富士通と米スタートアップのZippin(ジッピン)は12月8日、オンラインで記者説明会を開き、Zippinが開発するレジレスソリューションの再販を開始することで合意した。

合意に基づき、富士通はのZippinの総代理店として、2021年3月までに日本市場向けにZippinのレジレスソリューションの提供を開始し、新たなマイクロマーケット向けAIスマートストアビジネスの創出を目指すほか、今後は協業を強化して、日本以外の地域への展開も検討している。

  • 協業の概要

    協業の概要

なお、今回の合意は両社が参画するローソンが2020年2月から実施しているレジなし店舗の実証実験の成功が後押しとなり、締結に至っている。

さらに、協業を通じて、富士通はレジレスソリューションの活用とキャッシュレス化を基軸に、マルチ生体認証による本人認証、省人化・省力化・無人化オペレーション、非接触・非対面オペレーションといった周辺機能の強化・拡充を図り、2021年9月までに新たな購買体験を実現するソリューションを開発し、提供を開始する。

富士通 リテールビジネス本部 DXビジネス事業部 シニアディレクターの石川裕美氏は「レジレスソリューションを活用することで店舗業務の30%以上を占めるレジ業務を完全に削減することができるほか、レジ待ちや精算、スマホなどを持ち歩く必要がなく、ハンドフリー、ストレスフリーの買い物が可能になる。また、これまで出店に見合わなかった狭小スペース、特殊スペースへの出店もできる」と説明する。

  • 富士通 リテールビジネス本部 DXビジネス事業部 シニアディレクターの石川裕美氏

    富士通 リテールビジネス本部 DXビジネス事業部 シニアディレクターの石川裕美氏

利用は、アプリをダウンロードし、クレジットカードを登録。入り口でアプリのQRコード、もしくは富士通が開発した顔を静脈を組み合わせたマルチ生体認証で認証を行い、店内では天井のカメラと棚に設置された重量センサが誰が、何を、いくつ購入したかを認識し、商品を取って店外に出ることで買い物が終了したと認識され、決済処理が行われる。

  • 利用のフロー

    利用のフロー

Zippin Co-founder & CEOのKrishna Motukuri氏は「米国のみならずブラジルのサッカースタジアムやロシアをはじめ世界中で使われている。消費者にとって有益な技術であり、企業としてもコスト削減や面積あたりの売上増加、在庫管理の効率化などをはじめ、ROIの向上につながる」とコメントした。

  • Zippin Co-founder & CEOのKrishna Motukuri氏

    Zippin Co-founder & CEOのKrishna Motukuri氏

両社は、各々が持つテクノロジーを融合させることで、リアル店舗におけるデジタルトランスフォーメーション(DX)の加速、競争力強化を支援していく。

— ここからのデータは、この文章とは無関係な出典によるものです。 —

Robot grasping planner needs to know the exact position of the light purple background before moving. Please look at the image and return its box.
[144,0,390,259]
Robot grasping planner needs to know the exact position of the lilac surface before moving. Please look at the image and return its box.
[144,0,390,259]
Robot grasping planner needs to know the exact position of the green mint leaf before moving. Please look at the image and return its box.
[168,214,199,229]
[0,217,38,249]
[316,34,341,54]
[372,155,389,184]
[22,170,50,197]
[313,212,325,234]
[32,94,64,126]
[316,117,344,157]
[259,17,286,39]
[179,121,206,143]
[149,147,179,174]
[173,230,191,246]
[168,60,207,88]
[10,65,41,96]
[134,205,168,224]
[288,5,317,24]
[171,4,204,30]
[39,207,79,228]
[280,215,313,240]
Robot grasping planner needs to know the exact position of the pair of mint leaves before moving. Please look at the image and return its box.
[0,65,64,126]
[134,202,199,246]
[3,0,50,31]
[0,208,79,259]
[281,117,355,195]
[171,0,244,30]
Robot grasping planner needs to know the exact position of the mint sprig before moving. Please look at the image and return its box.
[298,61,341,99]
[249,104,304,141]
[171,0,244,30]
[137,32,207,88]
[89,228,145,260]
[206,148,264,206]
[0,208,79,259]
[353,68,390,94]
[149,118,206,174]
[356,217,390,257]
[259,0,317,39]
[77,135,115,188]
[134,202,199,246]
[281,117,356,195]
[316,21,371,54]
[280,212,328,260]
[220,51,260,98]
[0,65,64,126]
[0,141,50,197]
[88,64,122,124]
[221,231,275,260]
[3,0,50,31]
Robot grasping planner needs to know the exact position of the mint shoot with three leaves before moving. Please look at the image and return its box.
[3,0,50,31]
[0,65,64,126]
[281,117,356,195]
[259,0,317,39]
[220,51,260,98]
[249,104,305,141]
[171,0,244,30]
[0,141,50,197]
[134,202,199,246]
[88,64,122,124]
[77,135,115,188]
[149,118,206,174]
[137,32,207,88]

協業を通して両社は、富士通の小売業界をはじめとする幅広い業種・業態における顧客基盤とサービスインテグレーションの実績、富士通研究所が開発したマルチ生体認証をはじめとするデジタル技術と、ZippinのAIをベースとしたグローバルでのレジレスソリューション実用化の経験を融合させることで、リアル店舗の先進的なDXを支援する。

富士通は、日本市場向けに、Zippinのレジレスソリューションの再販を行うことに加え、消費者向けのパーソナライズドサービスやグローバルにおける小売企業のビジネス加速を支えるマネージドサービスの提供を含む、新たな購買体験を実現するソリューションを開発し、2021年9月までにSaaS型のサービスとして提供を開始する。

リアルな顧客接点が重要なファクターとなる小売企業に対して新ソリューションを提供することで、レジ待ちなし、フリクションレス、財布やスマートフォンさえも不要な手ぶらでの購買体験による消費者の満足度向上、新しい小売業態の創出を通じたビジネス収益の改善を支援する。

Zippinは、無人店舗運営における知見や、消費者行動・動作解析モデルを搭載した即時導入可能なSaaS型サービスであるレジレスソリューションを富士通に提供し、レジレスソリューションのグローバル展開によるビジネス拡大を目指す。